I've had this annoying ignition noise (broadband radiated) coming through all my two-way radios. I'd already replaced the spark plug wires and had been putting off the plugs due to how annoying they are to do. Finally I gave in this weekend and decided to do them.

This is how the last two days went.

Saturday:

8am: Wake up in my friend's basement on the couch. Surprised I actually remember falling asleep, I help him put the empties in the trash and seek out breakfast.

10am: Begin work on what should be the simple part. Remove and replace the driverside front and middle plugs just fine. This of course requires 3ft of socket extensions and a universal to do it without breaking your arm in 3 places. I pull the boot off the driverside rear plug and the stupid connector inside the boot rips off the wire and stays on the plug. CRAP, now the wire is wrecked. I call the local NAPA where I bought them a while back. They don't have any wiresets for my engine anywhere on the shoreline.

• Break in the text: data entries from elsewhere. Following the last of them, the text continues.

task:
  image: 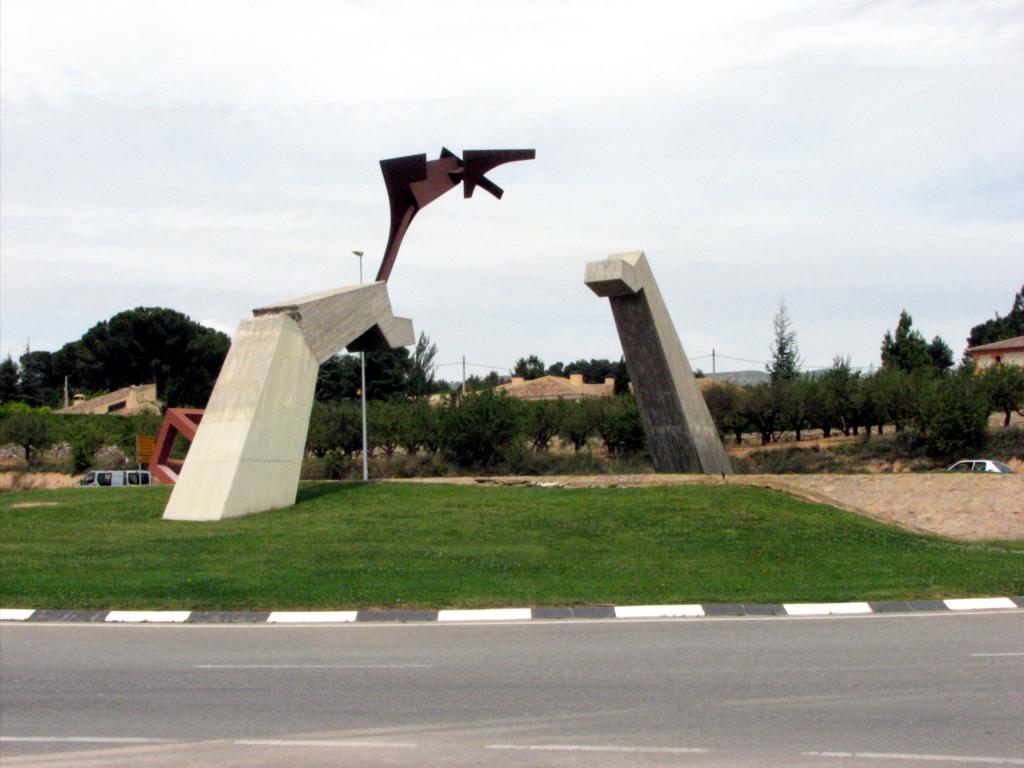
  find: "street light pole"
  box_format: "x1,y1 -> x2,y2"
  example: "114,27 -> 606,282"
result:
352,251 -> 370,482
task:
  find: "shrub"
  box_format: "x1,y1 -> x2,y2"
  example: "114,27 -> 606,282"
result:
440,389 -> 522,467
523,399 -> 565,453
919,371 -> 988,458
0,402 -> 56,465
558,398 -> 604,452
598,395 -> 647,456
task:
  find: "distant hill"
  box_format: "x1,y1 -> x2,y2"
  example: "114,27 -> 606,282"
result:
705,371 -> 770,387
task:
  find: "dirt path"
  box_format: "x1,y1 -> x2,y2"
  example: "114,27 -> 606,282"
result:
394,472 -> 1024,541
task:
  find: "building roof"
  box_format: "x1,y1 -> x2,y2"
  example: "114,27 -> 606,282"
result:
497,376 -> 615,400
57,384 -> 160,416
967,336 -> 1024,353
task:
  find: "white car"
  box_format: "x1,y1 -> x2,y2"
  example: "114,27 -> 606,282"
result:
78,469 -> 153,487
946,459 -> 1014,475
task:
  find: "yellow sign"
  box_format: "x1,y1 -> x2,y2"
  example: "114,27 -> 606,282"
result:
135,434 -> 157,464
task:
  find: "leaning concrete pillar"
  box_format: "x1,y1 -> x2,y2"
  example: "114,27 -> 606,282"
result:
164,283 -> 415,520
585,251 -> 732,474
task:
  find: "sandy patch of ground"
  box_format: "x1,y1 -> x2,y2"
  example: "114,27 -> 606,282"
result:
0,471 -> 84,492
395,472 -> 1024,541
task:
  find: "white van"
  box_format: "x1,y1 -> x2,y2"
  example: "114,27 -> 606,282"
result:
78,469 -> 153,487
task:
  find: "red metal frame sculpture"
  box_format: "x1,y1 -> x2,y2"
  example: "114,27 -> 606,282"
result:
377,147 -> 537,282
150,408 -> 203,485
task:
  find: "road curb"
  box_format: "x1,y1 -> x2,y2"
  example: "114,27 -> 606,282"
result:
0,596 -> 1024,625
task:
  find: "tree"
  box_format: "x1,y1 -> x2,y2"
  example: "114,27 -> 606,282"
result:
703,381 -> 748,445
598,395 -> 647,456
525,399 -> 565,454
981,362 -> 1024,427
0,402 -> 55,464
391,399 -> 438,456
47,307 -> 230,407
66,416 -> 109,472
775,376 -> 817,441
919,371 -> 989,459
0,354 -> 20,406
928,336 -> 953,374
739,382 -> 782,445
440,389 -> 522,467
865,369 -> 920,433
409,331 -> 437,397
559,398 -> 604,453
815,356 -> 859,437
367,400 -> 406,457
18,345 -> 62,408
306,401 -> 362,458
882,309 -> 932,373
512,354 -> 545,379
967,287 -> 1024,347
315,346 -> 417,402
765,301 -> 800,384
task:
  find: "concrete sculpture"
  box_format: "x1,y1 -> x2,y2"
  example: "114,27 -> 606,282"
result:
584,251 -> 732,474
164,283 -> 416,520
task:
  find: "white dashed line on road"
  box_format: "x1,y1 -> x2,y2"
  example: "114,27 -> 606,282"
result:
800,752 -> 1024,765
0,736 -> 175,744
231,738 -> 416,750
971,651 -> 1024,658
193,664 -> 434,670
486,744 -> 709,755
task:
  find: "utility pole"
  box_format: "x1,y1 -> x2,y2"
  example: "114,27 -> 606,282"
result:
352,251 -> 370,482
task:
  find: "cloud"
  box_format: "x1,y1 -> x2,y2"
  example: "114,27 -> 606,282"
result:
0,2 -> 1024,368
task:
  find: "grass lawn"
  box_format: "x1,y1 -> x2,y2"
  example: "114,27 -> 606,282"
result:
0,482 -> 1024,610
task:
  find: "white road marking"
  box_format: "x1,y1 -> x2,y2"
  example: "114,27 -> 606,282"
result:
193,664 -> 434,670
103,610 -> 191,624
231,738 -> 416,750
942,597 -> 1017,610
266,610 -> 358,624
800,752 -> 1024,765
782,603 -> 872,616
4,606 -> 1024,632
615,605 -> 705,618
0,736 -> 174,744
486,744 -> 709,755
437,608 -> 532,622
971,651 -> 1024,656
0,608 -> 36,622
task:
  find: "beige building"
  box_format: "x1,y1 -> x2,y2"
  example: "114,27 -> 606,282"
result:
967,336 -> 1024,371
496,374 -> 615,400
57,383 -> 161,416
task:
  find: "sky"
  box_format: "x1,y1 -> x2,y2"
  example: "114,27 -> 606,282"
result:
0,0 -> 1024,379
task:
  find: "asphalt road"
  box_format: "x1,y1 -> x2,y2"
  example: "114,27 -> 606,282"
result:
0,611 -> 1024,768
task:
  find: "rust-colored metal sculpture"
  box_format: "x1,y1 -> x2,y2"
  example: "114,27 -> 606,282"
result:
150,408 -> 203,485
377,147 -> 537,282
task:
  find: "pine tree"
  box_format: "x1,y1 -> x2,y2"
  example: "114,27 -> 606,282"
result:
882,309 -> 932,373
0,354 -> 19,403
765,301 -> 801,384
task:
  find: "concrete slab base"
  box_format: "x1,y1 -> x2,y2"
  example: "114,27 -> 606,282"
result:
584,251 -> 732,475
164,283 -> 415,520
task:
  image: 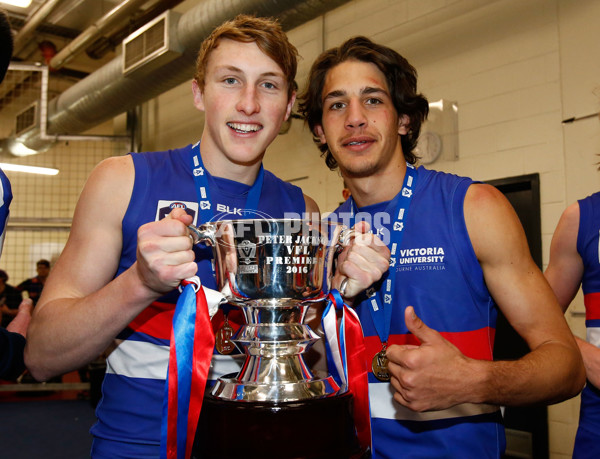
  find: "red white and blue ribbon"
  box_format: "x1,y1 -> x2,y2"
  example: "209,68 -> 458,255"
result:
160,277 -> 215,459
321,290 -> 371,448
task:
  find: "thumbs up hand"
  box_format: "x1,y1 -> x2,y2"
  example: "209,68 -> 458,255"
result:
387,306 -> 477,412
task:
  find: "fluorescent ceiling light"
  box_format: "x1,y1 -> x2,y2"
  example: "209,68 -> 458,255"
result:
0,163 -> 58,175
0,0 -> 31,8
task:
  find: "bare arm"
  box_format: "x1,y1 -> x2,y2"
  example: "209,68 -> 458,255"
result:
388,185 -> 585,411
544,203 -> 583,312
544,202 -> 600,387
465,185 -> 585,405
25,156 -> 196,380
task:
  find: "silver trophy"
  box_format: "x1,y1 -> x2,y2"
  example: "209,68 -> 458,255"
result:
190,219 -> 352,402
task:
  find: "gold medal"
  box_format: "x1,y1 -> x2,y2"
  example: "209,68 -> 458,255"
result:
371,346 -> 392,382
215,316 -> 235,355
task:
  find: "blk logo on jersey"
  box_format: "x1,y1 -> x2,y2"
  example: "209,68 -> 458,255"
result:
156,199 -> 198,224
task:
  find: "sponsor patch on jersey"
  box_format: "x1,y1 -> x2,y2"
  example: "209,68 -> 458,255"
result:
390,247 -> 446,272
156,199 -> 198,225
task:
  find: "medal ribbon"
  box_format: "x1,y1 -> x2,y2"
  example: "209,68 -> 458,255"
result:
160,277 -> 215,459
349,163 -> 417,345
160,142 -> 264,459
322,290 -> 371,449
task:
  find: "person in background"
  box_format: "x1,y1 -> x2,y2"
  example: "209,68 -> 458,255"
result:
26,15 -> 389,458
0,269 -> 23,328
300,37 -> 585,459
17,259 -> 50,306
544,193 -> 600,459
0,9 -> 32,379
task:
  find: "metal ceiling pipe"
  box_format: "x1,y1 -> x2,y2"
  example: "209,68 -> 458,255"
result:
50,0 -> 149,69
13,0 -> 65,56
17,0 -> 349,151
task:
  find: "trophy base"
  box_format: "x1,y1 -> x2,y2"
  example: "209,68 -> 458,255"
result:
192,392 -> 370,459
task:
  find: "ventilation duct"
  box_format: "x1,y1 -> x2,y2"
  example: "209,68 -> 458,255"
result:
121,11 -> 181,75
16,0 -> 349,155
15,101 -> 40,135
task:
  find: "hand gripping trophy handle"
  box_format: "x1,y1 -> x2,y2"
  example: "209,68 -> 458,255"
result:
188,219 -> 354,402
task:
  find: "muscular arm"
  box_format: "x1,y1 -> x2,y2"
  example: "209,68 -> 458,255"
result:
544,202 -> 600,387
465,185 -> 585,405
387,185 -> 585,411
25,156 -> 196,380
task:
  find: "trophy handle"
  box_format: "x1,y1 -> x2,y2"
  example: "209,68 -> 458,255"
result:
188,225 -> 216,245
336,227 -> 356,252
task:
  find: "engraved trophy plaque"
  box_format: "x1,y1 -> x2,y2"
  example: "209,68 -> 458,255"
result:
190,219 -> 363,459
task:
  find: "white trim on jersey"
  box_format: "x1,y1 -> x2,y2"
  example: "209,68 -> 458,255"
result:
106,340 -> 169,379
106,340 -> 246,380
369,383 -> 499,421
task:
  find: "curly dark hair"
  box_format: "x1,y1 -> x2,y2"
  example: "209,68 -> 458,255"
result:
298,36 -> 429,170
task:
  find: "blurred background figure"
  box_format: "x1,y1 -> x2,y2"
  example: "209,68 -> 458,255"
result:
17,259 -> 50,306
0,269 -> 23,328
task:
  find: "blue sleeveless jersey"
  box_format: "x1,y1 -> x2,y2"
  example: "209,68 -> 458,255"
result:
573,193 -> 600,459
335,167 -> 505,459
91,145 -> 305,459
0,169 -> 12,255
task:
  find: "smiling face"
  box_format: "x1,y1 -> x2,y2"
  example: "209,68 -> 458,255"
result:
315,60 -> 408,177
192,39 -> 295,178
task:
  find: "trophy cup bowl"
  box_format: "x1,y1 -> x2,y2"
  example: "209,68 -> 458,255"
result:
190,219 -> 360,459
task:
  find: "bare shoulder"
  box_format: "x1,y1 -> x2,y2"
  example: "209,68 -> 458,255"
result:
304,195 -> 319,214
42,155 -> 135,303
464,184 -> 529,262
75,155 -> 135,218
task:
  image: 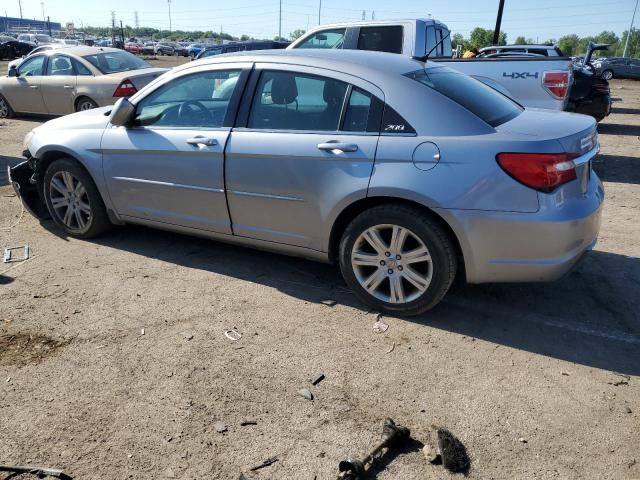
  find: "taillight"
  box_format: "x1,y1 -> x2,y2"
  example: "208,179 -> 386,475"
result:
113,78 -> 138,97
496,153 -> 577,192
542,72 -> 571,98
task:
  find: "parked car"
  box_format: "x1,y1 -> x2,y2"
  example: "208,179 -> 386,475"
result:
7,43 -> 65,73
0,36 -> 36,60
567,43 -> 612,122
288,19 -> 573,110
0,47 -> 166,117
18,33 -> 55,45
193,40 -> 290,60
153,43 -> 174,55
594,57 -> 640,80
124,42 -> 143,55
10,50 -> 604,315
187,43 -> 206,60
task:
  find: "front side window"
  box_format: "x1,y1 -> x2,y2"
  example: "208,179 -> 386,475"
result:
134,70 -> 241,128
82,51 -> 151,74
405,67 -> 523,127
296,28 -> 347,48
47,55 -> 73,77
247,71 -> 347,131
18,55 -> 45,77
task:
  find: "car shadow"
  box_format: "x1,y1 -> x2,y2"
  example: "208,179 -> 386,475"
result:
611,107 -> 640,115
593,154 -> 640,185
0,155 -> 24,187
598,123 -> 640,136
76,222 -> 640,375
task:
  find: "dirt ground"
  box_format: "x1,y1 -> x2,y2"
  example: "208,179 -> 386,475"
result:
0,57 -> 640,480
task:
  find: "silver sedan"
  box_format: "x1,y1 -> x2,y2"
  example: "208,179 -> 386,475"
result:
10,50 -> 604,315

They suggest I call the dealer and if they have one, they will pick it up and drive it up to me at the firehouse where I'm working on the truck. Spent 1/2 and hour trying to get someone to pickup the phone in the parts dept. They don't have a wireset anywhere on the shoreline either. I called Advance Autoparts, same story. I called Big A auto parts, still screwed. Nobody within 30 miles of me has a spark plug wire for this thing. Now it's noon. Thank god one of my friends that is a mechanic said he knew how to fix it and to meet him at the shop where he was working on his own truck anyway. Hop in the utility truck and bring my busted wire to him. He fixes it and I'm back on my way to victory. It is now about 1:30pm and I finally finish the 3 on the driverside. I looked at the passenger side. I looked at it for about 20 minutes. I said screw this, I'll do it tommorow. I blew all my patience on the driverside and didn't have the motivation to dig my way to the passenger side ones. Went home, ate some Mac & Cheese, sat in my recliner for most of the rest of the day, dozing off to make up for the lack of a full night sleep friday night.


Sunday:

9am: Wake up in my own bed, contemplate sleeping all day but remember I have another three plugs to replace. Bastard.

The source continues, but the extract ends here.